Advent is waiting. One of its key themes is the importance for us to see the possibilities that waiting might bring to us.
When I think of waiting my own mind most immediately goes to the hospital as a place of waiting. Patients waiting at the start of the day for a bath, waiting for the doctor to come, for the bed to be made. They wait for the results of tests, for surgery, for the day of discharge or perhaps, they even wait for their death.
Experiences of waiting can lead to what might call enlarged perceptions. Waiting might just help us to see things differently. In waiting, such intuitions of enduring, because they are intimate, are vexingly uncomfortable.
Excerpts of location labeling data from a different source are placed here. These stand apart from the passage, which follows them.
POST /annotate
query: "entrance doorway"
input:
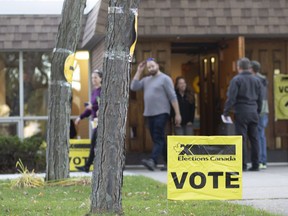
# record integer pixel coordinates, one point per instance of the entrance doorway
(208, 67)
(199, 66)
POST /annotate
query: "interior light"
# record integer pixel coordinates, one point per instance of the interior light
(276, 71)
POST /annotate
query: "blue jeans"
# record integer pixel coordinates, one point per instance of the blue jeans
(246, 125)
(262, 124)
(157, 126)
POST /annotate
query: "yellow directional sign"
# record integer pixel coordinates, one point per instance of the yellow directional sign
(204, 167)
(78, 153)
(281, 96)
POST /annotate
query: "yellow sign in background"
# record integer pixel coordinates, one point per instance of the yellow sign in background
(281, 96)
(204, 167)
(79, 153)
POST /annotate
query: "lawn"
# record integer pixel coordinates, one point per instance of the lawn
(141, 196)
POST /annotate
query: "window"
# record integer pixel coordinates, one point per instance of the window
(9, 88)
(36, 73)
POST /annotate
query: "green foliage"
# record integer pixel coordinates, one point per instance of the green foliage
(30, 150)
(141, 196)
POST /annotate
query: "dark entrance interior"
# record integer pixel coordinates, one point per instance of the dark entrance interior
(202, 73)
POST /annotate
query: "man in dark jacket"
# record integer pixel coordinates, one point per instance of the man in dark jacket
(245, 96)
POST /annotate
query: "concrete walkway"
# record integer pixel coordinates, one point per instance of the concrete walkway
(266, 189)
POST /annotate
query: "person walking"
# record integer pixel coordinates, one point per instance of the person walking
(186, 101)
(245, 96)
(91, 110)
(158, 94)
(263, 117)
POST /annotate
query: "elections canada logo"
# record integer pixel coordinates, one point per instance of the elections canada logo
(205, 152)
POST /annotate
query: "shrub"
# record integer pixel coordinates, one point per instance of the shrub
(29, 150)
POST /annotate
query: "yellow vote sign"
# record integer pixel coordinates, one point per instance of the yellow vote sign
(79, 153)
(204, 167)
(281, 96)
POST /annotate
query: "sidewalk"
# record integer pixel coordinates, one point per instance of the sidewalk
(266, 189)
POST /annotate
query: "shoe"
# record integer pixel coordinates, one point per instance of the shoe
(82, 168)
(149, 164)
(164, 168)
(253, 169)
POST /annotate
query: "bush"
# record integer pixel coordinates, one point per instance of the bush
(30, 150)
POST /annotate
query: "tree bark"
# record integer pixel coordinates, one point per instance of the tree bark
(109, 155)
(57, 153)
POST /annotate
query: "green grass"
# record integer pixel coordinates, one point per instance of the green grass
(141, 196)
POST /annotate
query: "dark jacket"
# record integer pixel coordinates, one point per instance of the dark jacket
(244, 94)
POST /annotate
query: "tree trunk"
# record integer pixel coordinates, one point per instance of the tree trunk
(109, 155)
(57, 162)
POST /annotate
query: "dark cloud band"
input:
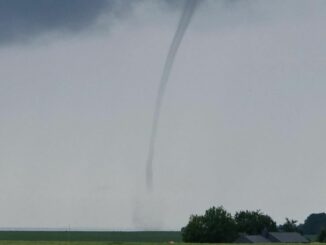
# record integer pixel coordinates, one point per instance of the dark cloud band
(22, 19)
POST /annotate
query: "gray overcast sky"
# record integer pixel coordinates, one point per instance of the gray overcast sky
(243, 122)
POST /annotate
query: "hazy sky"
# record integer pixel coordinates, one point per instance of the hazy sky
(243, 121)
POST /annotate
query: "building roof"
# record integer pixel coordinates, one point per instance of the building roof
(286, 237)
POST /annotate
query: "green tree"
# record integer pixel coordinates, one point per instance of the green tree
(220, 226)
(322, 235)
(290, 225)
(314, 223)
(194, 231)
(216, 225)
(254, 222)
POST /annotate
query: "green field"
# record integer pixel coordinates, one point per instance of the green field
(111, 243)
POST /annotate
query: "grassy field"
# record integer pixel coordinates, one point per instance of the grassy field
(111, 243)
(137, 236)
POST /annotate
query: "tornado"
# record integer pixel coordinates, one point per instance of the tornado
(188, 10)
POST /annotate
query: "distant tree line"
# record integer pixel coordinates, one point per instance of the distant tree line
(217, 225)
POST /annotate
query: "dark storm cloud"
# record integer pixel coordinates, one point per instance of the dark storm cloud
(20, 20)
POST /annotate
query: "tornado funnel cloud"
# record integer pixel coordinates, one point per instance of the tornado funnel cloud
(189, 8)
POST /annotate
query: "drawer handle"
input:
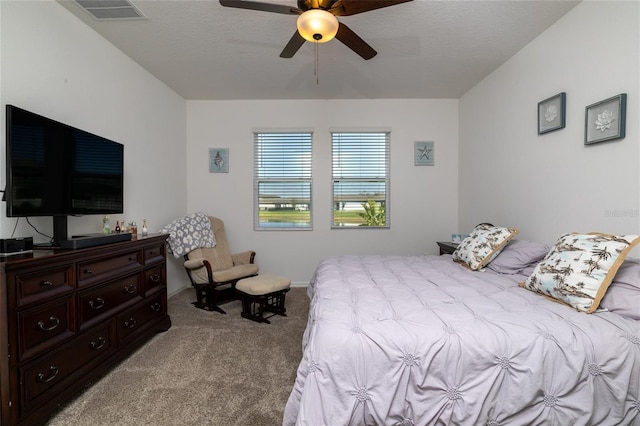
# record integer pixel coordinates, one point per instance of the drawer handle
(54, 320)
(99, 344)
(97, 304)
(53, 372)
(130, 323)
(131, 288)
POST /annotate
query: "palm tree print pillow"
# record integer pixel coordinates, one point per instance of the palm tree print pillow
(483, 244)
(579, 268)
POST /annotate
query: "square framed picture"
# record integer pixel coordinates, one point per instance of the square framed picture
(552, 113)
(424, 153)
(605, 120)
(218, 160)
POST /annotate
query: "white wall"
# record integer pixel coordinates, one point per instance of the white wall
(56, 66)
(551, 184)
(423, 199)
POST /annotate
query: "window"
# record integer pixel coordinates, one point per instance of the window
(360, 179)
(282, 181)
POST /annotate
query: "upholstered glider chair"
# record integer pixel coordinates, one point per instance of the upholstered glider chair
(214, 271)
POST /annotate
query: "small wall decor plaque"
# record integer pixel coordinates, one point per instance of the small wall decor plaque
(605, 120)
(218, 160)
(552, 113)
(424, 153)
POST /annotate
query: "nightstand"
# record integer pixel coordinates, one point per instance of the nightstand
(447, 247)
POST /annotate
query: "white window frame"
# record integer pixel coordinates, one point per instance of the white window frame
(275, 164)
(360, 159)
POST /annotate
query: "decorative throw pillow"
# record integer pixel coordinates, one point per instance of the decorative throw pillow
(623, 295)
(189, 232)
(517, 255)
(580, 267)
(482, 245)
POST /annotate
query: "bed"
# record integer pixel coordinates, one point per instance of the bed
(424, 340)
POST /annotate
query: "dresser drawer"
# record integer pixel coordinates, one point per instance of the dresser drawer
(154, 254)
(42, 285)
(57, 367)
(104, 268)
(41, 328)
(96, 303)
(154, 279)
(137, 318)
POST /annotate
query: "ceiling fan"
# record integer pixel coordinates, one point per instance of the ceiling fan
(317, 21)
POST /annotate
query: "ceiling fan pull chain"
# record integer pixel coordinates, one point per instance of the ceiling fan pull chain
(315, 62)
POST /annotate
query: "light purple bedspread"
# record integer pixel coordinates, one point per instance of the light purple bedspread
(420, 340)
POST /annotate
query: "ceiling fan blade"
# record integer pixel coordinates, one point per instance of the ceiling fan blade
(354, 42)
(263, 7)
(352, 7)
(295, 43)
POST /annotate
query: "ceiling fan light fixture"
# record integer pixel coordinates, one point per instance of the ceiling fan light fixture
(317, 25)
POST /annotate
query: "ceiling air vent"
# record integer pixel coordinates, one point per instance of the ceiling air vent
(104, 10)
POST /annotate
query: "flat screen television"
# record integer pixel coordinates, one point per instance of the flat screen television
(54, 169)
We fidget, we pace, we complain, we consult our watches.
Although the experience of waiting is a common human experience – we live in a world where we want or create a culture within which waiting is undesirable. We live in a world where we are promised that we can have what we want and have it now – and more than that, that we can have now what we do not want or need.
Waiting has its own value and dignity. Advent is the invitation to wait on God and glimpse God in that space. We live in a time when thoughts of the future may fill people with fear – and not with hope and joy. We must learn to hope, to rest, even to pray and to wait.
So think about waiting. Spare a thought for those who wait anxiously or are in need. May these days running up to Christmas be for us a time when we open to see living in a different light and in a deeper trust in hope and love. Here God rests with us.